Yes, NMRs/CDs can ruin games because they shift the balance of power. MichiganMan has ruined at least 114 such games in his time on the site (likely more, as some would have been cancelled or his power would have completely been conquered before the end so he would not have gotten a resign). I'm glad that he's now sensitive to the problem, but I strongly suspect his two resigns in the past two weeks are more than almost all of his opponents over that span.
The point is, players on the site have different views on the level of commitment that's made when joining a game. Most believe that it's a commitment to keep submitting orders until the game ends, even if it goes poorly, but others take the view that when the game stops being fun, they can just leave.
The site offers a solution -- we can create games that are only open to players with a history of continuing to submit orders. I can appreciate that this might cause a problem for somebody who regularly would CD in the past and has since reformed, and I'd be in favor of a revised RR system that gradually phased out one's history in favor of recent games. That way, a player with a poor track record could establish themselves as reliable and then be invited to high-RR games.
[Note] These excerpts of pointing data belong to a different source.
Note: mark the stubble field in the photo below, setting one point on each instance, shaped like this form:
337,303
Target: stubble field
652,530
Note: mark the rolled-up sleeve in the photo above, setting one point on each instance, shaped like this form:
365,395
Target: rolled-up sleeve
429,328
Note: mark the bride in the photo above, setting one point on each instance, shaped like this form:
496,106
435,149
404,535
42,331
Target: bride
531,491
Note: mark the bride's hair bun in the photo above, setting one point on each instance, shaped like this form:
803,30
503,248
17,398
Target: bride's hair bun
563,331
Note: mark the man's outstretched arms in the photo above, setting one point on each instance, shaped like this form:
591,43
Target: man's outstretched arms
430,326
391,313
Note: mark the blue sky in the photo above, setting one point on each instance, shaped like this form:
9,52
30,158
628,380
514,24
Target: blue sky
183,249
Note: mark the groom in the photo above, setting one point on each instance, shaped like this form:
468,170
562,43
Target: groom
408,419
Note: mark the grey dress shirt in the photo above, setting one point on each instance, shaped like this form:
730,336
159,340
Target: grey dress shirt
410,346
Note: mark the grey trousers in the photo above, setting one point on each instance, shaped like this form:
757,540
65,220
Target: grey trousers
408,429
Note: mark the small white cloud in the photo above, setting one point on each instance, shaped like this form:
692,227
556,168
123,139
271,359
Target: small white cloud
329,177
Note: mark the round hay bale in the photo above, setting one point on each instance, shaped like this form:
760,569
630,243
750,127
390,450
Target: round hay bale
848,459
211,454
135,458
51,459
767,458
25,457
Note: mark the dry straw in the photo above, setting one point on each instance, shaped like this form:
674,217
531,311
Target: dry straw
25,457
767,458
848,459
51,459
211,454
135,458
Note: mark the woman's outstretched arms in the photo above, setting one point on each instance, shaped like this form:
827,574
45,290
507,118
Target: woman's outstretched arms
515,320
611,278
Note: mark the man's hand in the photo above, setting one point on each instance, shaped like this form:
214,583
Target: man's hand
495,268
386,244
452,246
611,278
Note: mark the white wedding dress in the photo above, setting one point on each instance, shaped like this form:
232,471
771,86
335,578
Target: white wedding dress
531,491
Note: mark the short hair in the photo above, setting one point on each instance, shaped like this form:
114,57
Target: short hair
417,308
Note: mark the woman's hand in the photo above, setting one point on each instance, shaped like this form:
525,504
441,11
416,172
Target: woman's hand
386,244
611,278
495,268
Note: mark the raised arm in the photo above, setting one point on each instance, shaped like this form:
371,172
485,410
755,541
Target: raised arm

However, it must be said that such a solution would leave MichiganMan deservedly excluded, because he continues to abandon games when they go poorly for him.
The flip side of creating a high-reliability game queue is that players who frequently miss turns can no longer count on finding opponents who will diligently submit orders for every deadline. Rather, it means that MichiganMan will increasingly find himself in low-reliability games against players whose sense of the commitment made when joining is similar to his own. That seems fair to me - I want to be in games with players whose sense of commitment is similar to my own as well, after all. And in a game with players who feel that regularly quitting is okay, then I think it's unreasonable to expect that players won't quit. I sympathize because it makes the game look less like the version of Diplomacy that I enjoy playing, but I think it's unrealistic to expect otherwise.